30 Horrible Days of Christmas Movies... Day Twenty-Five - The Nine Lives of Christmas

The  Nine Lives of Christmas (2014) - The Hallmark Channel

Okay, if this is a Christmas movie, then so are Die Hard, Good Fellas and Gremlins.  You know what?  I might very well watch those in the next three days and just arbitrarily stick the word 'Christmas' at the end of the title, since apparently that's all that's needed to qualify.

Zachary (Brandon Routh) is a mad hunky fireman who poses for fireman calendars, dates super models and doesn't believe in long term love because his parents are divorced.

Marilee (Kimberly Sustad) is an abnormally tall veterinarian student who totally believes in true love but being as busy as she is, trying to get out of school, time just doesn't allow for such tomfoolery.

Then one day Zachary rescues the cat Ambrose, and this cat has attached itself to the commit-a-phobe, but as it turns out Ambrose isn't so bad.  Would you believe that Marilee is paying her way through school by working at a pet store?  Now circumstance kind of thrusts these two together, and while it looks to us and everybody around them that they should be in some kind of relationship, because they are both tall and stuff, Zach is still not down with commitment and Marilee is far too busy.

Circumstance intervenes even further as Marilee finds herself evicted and jobless, the job part Zach feels a little responsible for, and needs a place to stay.  So happens Zach restores houses and is working on one at the moment, so he allows Marilee and her cat to move in with him and his cat.  At this point these two do everything together.  They shop together, eat together, exercise together, work on the house together... but they aren't together.  Even though everybody thinks they should be together.  But Zach isn't down with commitment and Marilee is too busy.  I get it already.

Until... of course... they actually aren't together.   Now they see what everybody sees, and that is that tall beautiful people completely belong together forever and always.

What can we say... not a lot of Christmas in this one.  There were decorations in the background in a few scenes, our non-couple did shop for a Christmas Tree,  I saw a Salvation Army Santa and some carolers, but except for the Christmas Tree scene, that other stuff was off in the periphery.  No cute kids to focus on, no wise old people dispensing knowledge unless you want to call Gregory Harrison a wise old person which I'm pretty sure he would balk at, and the musical score was decidedly non-christmassy.  Which reminds me that Marilee did have a discussion with Zach on why 'Christmassy' is a word.

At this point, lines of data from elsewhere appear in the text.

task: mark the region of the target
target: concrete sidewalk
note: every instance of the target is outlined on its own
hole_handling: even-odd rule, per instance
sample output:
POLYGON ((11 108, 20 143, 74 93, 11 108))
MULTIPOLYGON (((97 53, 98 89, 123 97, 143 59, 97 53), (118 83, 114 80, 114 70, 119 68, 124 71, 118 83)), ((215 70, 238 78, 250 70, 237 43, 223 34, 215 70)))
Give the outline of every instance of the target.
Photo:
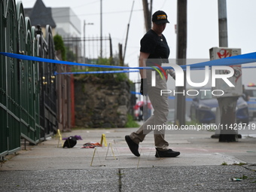
POLYGON ((73 148, 57 148, 53 138, 2 163, 3 191, 255 191, 256 138, 242 133, 238 142, 211 139, 208 131, 178 130, 166 134, 175 158, 156 158, 154 136, 149 134, 135 157, 124 136, 137 128, 73 130, 62 136, 81 136, 73 148), (107 147, 81 148, 87 142, 107 147), (113 152, 112 152, 113 150, 113 152), (93 157, 94 158, 93 160, 93 157), (227 164, 227 166, 224 166, 227 164), (238 166, 238 164, 242 164, 238 166), (230 181, 230 178, 242 178, 230 181))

Nope, what we have here is a pretty straight forward romance.  Not even a RomCom.  And I guess as a Romance this works.  For people who like that kind of thing.  Despite the fact that Brandon Routh is severely limited as an actor.  Look, I watch DC's Legends of Tomorrow every week and I love the guy in that, but then it plays to his strength as actor, which is one of detached bewilderment.  But here as the strapping, pick-up driving, home repairing, fireman?  Not really in my man's wheelhouse.  Early on his character had this model girlfriend he had to breakup with, and in the end he's standing on top of a firetruck declaring unending love Marilee... and both scenes were played with same exact tone of detached disinterest.  But hey, he's tall and good-looking, which I'm thinking is the main thing this role required from it's male lead.

Again, not very Christmassy... totally a word... but oddly enough, still made me throw up in my mouth quite a few times during its running time.  Tomorrow we may very well may do that Holiday Classic... A Die-Hard Christmas.  Why not?